Why is it that so many good comedies have the worst trailers? (I didn’t want to see “Long Shot” based on its trailer either and that film was pretty good too.)
The Oscar-nominated script for “Bridesmaids” was co-written by Wiig and Annie Mumolo (who also acted as the paranoid airplane coach passenger). What I really like about Judd Apatow’s productions is that they give actors a chance to write their own stories (such as Steve Carell for “The 40-Year-Old Virgin,” just about every Seth Rogen screenplay, Jason Segel for “Forgetting Sarah Marshall,” Amy Schumer for “Trainwreck,” and of course Kumail Nanjiani and Emily Gordon for “The Big Sick”). It’s a very effective way of saying, “I can’t get the right role for me, I’ll write the right role for me.” Kristen Wiig is really good here, playing a neurotic woman on the verge of a nervous breakdown due to the fear that she’s losing her best friend, which is the one thing she feels she has left in life. Sometimes it’s funny, sometimes it’s sweet, sometimes it’s bittersweet, sometimes it’s pathetic, and it’s always convincing.
Maya Rudolph is also good as her buddy who’s getting married, Rose Byrne is wonderful as the passive-aggressive Helen who threatens to steal Wiig’s “thunder” with her assertiveness, and of course…Melissa McCarthy. This was the movie that made Melissa McCarthy a household name and even gained her her first Oscar nomination, playing Megan, the wild card of the bunch of bridesmaids. I could blame this movie for giving birth to the typical McCarthy role that I usually can’t stand, but she’s just so damn funny here–maybe she had more of a filter here or she just trusted the writing enough to simply go with it instead of try to go beyond it.

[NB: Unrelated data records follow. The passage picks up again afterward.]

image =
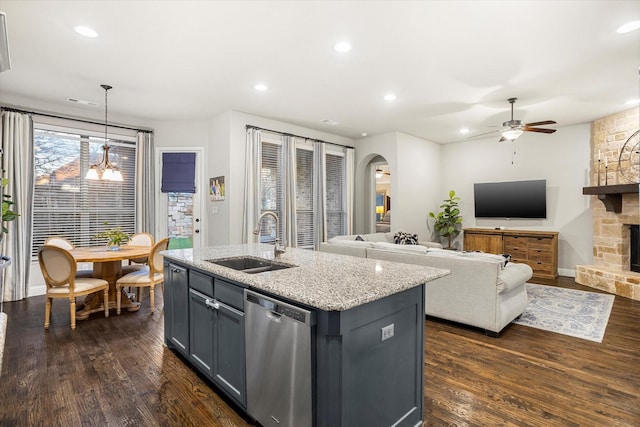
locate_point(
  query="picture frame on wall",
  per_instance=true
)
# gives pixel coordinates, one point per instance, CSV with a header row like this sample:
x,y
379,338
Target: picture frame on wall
x,y
216,189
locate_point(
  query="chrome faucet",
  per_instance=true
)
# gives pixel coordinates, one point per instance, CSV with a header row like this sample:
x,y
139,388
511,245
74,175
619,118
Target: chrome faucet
x,y
277,250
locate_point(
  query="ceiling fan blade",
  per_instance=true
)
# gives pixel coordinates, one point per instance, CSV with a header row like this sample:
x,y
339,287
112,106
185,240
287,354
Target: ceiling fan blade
x,y
540,130
546,122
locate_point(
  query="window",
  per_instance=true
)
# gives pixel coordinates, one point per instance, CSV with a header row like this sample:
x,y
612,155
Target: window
x,y
336,195
68,205
304,196
271,187
273,196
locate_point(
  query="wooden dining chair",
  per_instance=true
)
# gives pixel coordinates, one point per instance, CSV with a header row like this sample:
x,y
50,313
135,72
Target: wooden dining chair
x,y
66,244
141,239
59,272
148,276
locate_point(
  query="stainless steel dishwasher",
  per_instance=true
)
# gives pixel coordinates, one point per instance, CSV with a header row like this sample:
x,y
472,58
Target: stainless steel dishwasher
x,y
278,348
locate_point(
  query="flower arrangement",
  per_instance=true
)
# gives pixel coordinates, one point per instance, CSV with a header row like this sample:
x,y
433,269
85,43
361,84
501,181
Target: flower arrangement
x,y
115,237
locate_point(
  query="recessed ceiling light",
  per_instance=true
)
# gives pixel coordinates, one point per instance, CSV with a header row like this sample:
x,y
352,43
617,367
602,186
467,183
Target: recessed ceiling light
x,y
342,47
85,31
628,27
82,101
330,122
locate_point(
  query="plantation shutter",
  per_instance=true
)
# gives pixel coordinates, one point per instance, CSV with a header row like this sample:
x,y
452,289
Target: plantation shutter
x,y
335,190
68,205
271,189
304,197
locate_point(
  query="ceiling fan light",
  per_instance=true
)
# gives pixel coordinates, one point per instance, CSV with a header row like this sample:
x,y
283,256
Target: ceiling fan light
x,y
512,134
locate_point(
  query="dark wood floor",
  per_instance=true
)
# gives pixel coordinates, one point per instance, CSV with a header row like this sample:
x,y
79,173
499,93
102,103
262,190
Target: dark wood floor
x,y
117,372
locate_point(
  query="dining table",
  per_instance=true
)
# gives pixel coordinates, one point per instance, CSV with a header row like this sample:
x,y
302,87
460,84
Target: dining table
x,y
107,265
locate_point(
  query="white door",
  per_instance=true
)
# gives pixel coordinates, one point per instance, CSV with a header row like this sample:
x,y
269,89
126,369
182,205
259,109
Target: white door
x,y
179,214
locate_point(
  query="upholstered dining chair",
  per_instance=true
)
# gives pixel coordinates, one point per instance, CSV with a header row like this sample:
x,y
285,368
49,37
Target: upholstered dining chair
x,y
149,275
66,244
141,239
59,270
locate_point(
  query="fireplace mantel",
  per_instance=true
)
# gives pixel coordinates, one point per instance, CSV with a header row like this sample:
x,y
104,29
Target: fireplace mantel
x,y
611,195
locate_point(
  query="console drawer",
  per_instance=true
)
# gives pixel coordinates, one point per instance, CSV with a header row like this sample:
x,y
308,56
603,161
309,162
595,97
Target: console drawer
x,y
540,255
539,243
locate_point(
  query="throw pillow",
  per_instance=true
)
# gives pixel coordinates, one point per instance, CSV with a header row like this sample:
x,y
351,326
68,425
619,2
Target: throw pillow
x,y
402,238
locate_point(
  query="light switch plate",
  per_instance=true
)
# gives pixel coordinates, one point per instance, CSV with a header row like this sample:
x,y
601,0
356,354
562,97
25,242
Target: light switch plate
x,y
387,332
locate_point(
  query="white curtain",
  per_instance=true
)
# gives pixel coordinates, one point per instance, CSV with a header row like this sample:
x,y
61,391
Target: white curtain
x,y
350,184
252,185
319,190
17,163
145,184
289,220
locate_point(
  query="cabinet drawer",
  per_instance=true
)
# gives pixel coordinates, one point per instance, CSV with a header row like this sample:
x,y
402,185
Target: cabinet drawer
x,y
515,241
539,255
229,294
201,282
516,251
540,243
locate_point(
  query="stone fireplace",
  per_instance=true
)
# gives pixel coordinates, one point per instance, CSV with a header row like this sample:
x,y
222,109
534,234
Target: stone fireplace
x,y
611,269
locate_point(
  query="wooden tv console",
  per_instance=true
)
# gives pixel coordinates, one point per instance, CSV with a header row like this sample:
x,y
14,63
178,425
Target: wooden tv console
x,y
539,249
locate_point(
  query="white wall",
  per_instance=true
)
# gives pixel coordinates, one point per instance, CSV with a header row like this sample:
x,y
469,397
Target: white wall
x,y
414,165
561,158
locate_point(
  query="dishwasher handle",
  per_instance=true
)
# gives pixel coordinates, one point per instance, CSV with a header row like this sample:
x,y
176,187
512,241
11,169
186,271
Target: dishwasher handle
x,y
279,310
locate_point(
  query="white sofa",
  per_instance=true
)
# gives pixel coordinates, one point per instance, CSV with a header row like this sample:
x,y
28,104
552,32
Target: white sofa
x,y
481,290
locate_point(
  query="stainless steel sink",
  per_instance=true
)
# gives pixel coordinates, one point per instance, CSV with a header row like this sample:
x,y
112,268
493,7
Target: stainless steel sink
x,y
249,264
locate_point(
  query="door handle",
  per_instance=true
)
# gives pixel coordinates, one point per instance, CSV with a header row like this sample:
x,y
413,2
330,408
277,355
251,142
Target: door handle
x,y
212,304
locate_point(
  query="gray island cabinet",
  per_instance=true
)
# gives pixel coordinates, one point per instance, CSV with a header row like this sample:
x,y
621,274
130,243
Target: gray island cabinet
x,y
364,317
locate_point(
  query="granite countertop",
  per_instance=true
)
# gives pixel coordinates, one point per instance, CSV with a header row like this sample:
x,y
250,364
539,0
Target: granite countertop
x,y
326,281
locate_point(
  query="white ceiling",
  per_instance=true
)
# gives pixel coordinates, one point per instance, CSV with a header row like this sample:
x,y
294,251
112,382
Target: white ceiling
x,y
451,64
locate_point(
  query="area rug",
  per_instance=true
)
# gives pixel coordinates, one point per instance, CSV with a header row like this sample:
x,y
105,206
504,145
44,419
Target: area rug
x,y
571,312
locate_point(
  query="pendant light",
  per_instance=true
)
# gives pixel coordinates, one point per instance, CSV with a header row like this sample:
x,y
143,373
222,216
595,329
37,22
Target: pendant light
x,y
109,171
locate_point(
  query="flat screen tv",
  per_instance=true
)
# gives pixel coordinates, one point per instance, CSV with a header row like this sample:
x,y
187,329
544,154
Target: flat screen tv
x,y
514,199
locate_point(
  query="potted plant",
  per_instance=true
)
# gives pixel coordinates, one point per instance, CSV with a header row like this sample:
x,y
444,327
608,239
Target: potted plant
x,y
448,219
7,213
115,237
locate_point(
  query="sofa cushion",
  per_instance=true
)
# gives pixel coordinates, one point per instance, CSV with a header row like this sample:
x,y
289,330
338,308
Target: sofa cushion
x,y
402,238
401,248
513,276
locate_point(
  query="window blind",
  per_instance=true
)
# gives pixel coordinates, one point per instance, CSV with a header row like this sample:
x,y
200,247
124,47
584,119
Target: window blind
x,y
304,197
335,190
178,172
271,190
68,205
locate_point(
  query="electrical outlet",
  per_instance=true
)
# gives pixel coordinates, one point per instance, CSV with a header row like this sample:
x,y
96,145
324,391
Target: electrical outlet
x,y
387,332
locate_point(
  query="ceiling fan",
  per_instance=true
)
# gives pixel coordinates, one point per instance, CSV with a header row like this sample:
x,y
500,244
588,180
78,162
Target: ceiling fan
x,y
512,129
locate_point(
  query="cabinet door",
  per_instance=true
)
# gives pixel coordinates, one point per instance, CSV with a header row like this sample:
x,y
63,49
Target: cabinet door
x,y
201,315
229,359
489,243
177,286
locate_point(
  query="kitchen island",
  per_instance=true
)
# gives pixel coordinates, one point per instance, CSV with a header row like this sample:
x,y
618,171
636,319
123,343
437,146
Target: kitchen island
x,y
363,320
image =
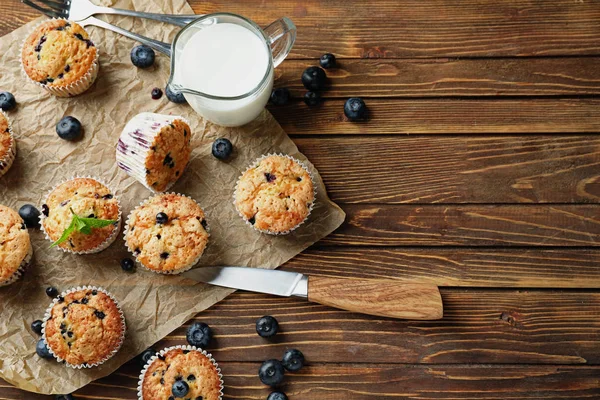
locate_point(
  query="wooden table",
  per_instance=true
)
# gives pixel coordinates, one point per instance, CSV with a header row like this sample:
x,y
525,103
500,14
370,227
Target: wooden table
x,y
479,170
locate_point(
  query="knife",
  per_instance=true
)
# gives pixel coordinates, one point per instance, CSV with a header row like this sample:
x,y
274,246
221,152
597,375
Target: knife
x,y
381,297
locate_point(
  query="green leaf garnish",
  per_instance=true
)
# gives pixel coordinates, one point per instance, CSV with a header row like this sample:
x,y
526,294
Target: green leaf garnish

OK, so the movie has funny people. But what about funny sequences? Oh yeah–this movie has plenty of those! Critics scoffed at the “bridal shop/food poisoning” scene; I thought it was so outrageous that it had to be hilarious, and I know I’m not alone. The plane scene? It displays some of Wiig’s funnier moments of her career, and I love McCarthy’s persistence toward a passenger she knows for sure is an Air Marshall. The bit where Wiig and Byrne desperately try to get Chris O’Dowd’s Irish cop’s attention? YES!
Speaking of which, I know a lot of people don’t really care for the Chris O’Dowd character and his relationship with Wiig, but I thought it was sweet enough. Who I could’ve done without were Rebel Wilson and Matt Lucas as Wiig’s odd British roommates who never got a single laugh out of me.
Oh, and Jon Hamm is also in this movie, playing a “himbo” Wiig often has fun with. This movie’s a little overloaded with wacky characters–some work, some don’t…I can’t say Hamm’s doesn’t work.
But there’s more to “Bridesmaids” than zany comedy. We also get a smart, convincing, very effective view on female friendship and competition–we see how the friendship could continue between Wiig and Rudolph after what they’ve been through together, we get a great deal of class-consciousness between Wiig and Byrne’s little feud, and there are great insights of companionship between the other bridesmaids, including when a tired mother/housewife (Wendi McLendon-Covey) gives advice to a newlywed (Ellie Kemper). And sometimes, even that can be a little funny.
Pretty good stuff here. “Help me, I’m poor.”